If you order them you see that you are in something familiar.

And when you pivot it, this list of tasks becomes obvious:

It is then time to compare all of those tasks in each of the tool. The good news is that once you use the right feature in Excel you can be as efficient as you can be in Power BI. So the work you have to do is not convince them to quit Excel. You need to give them enough data culture to use Excel in the right way. Long story short: teach people to use Power Query inside Excel. I have seen tears of joy when people understand that they will not need anymore to repeat each steps manually or to write complicated unmanageable Macros or to fear the broken link of a VLookup.
Then teach them to create a Data Model. The secret weapon is there. I am a genuine adept on the star-schema model. Thinking simple is the key. And I also believe that even end-users can understand Fact/Dimensions concepts.
The Analyse and calculation step is the good moment to step into the DAX train. I like to ask my audience what are their favourite Excel functions. I am never surprised by the answers: you can see that people want to establish connections between the data and to perform aggregations.

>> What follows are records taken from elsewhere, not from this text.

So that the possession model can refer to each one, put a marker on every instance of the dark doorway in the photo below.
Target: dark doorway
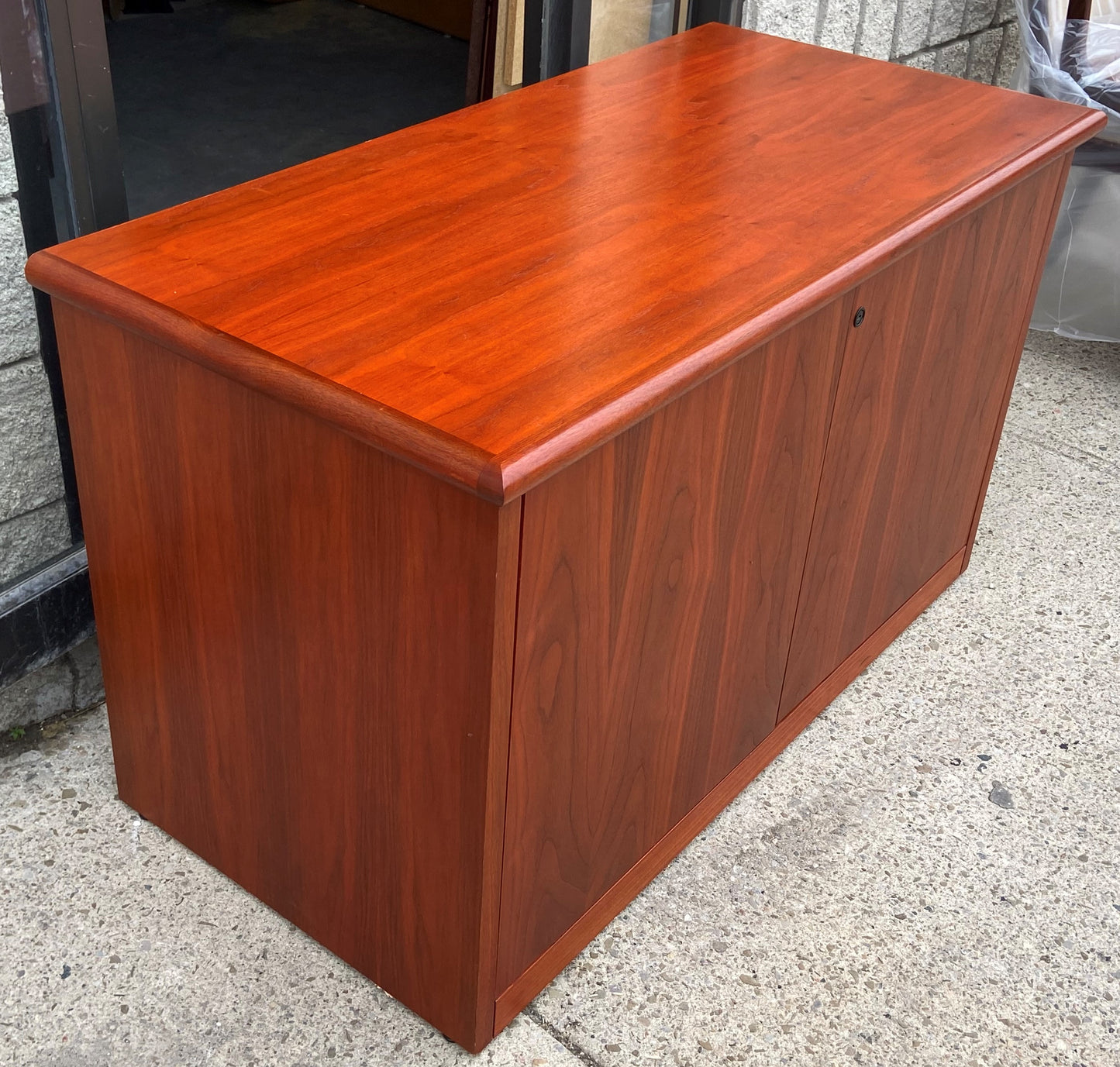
(211, 93)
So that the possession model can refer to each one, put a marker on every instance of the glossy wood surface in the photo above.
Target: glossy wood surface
(920, 402)
(307, 649)
(493, 294)
(566, 948)
(659, 581)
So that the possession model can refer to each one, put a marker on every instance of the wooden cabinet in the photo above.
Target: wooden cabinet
(921, 401)
(473, 513)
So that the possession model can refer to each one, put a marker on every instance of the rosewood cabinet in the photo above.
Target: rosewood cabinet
(473, 513)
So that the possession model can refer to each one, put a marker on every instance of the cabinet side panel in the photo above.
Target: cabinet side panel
(307, 649)
(657, 588)
(921, 398)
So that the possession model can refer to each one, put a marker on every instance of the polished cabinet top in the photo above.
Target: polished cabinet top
(492, 294)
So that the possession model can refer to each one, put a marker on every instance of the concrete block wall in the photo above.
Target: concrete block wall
(969, 38)
(33, 514)
(977, 40)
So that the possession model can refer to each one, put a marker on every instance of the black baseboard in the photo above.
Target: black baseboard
(45, 614)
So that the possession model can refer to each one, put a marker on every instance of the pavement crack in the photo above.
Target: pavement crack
(581, 1054)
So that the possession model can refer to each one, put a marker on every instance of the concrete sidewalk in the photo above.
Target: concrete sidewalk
(930, 875)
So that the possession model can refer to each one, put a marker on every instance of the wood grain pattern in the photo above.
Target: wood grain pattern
(918, 405)
(502, 289)
(566, 948)
(307, 649)
(657, 587)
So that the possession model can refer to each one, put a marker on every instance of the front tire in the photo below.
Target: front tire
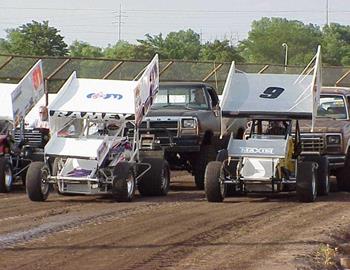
(6, 176)
(156, 181)
(123, 186)
(214, 189)
(306, 183)
(323, 184)
(37, 187)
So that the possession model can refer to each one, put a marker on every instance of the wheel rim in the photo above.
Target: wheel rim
(164, 179)
(327, 184)
(313, 183)
(130, 184)
(44, 184)
(222, 189)
(8, 177)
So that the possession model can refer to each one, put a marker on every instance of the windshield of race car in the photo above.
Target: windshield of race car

Starting from that it is the moment to put side by side the usual functions and explain how to tackle them in Power BI– some of them becomes useless because of the implicit behaviour of DAX into a Data Model. If the CONTEXT, the calculated columns and the Measure are understood, the difference with the Excel formulas is also understood. You can show them then some time intelligence like this one:

Excel tentative to manage a parrallel period
Dax ParallelPeriod Time intelligence function

An excellent resource that I use to give a Dax introduction course is the wonderful LazyDax from my friend Arnaud Gastelblum. If you need a self-explained library of DAX function, try it! You can use it with a very large audience.
The next step can make an absolute difference for your audience. I even start with that slide sometimes. Do not fear to use it:

Of course the number is provocative and I didn’t find a source on it. Even though you can go back to my post about it

Excel users do not have a solid DataViz culture. You will have two kind of people:
Grid obsessed people that needs to embrace the power of a good visual .
And people already doing complicated visualisations into Excel but with a lot of pain/code/add-ins. Both should be thrilled to see how simple it is to achieve a nice interaction even in the most basic reports.

The last but not least step is to talk about the centralisation of the reports. Excel files are usually client-oriented, and it is prevalent to see a lot of duplicates in the enterprise folders and mailboxes. Sometimes it is even called the “Excel hell”. You will show the publication of the reports in Power BI services and all the managing possibilities around them once published.
That’s all for today folks; I think you get the idea, now lets’ evangelise your Excel flock.
You can find my slides below.

*Every introduction course I am giving on Power BI has a dedicated module around Export, why not, what are the possibilities with Excel and Power BI, and best practices around it.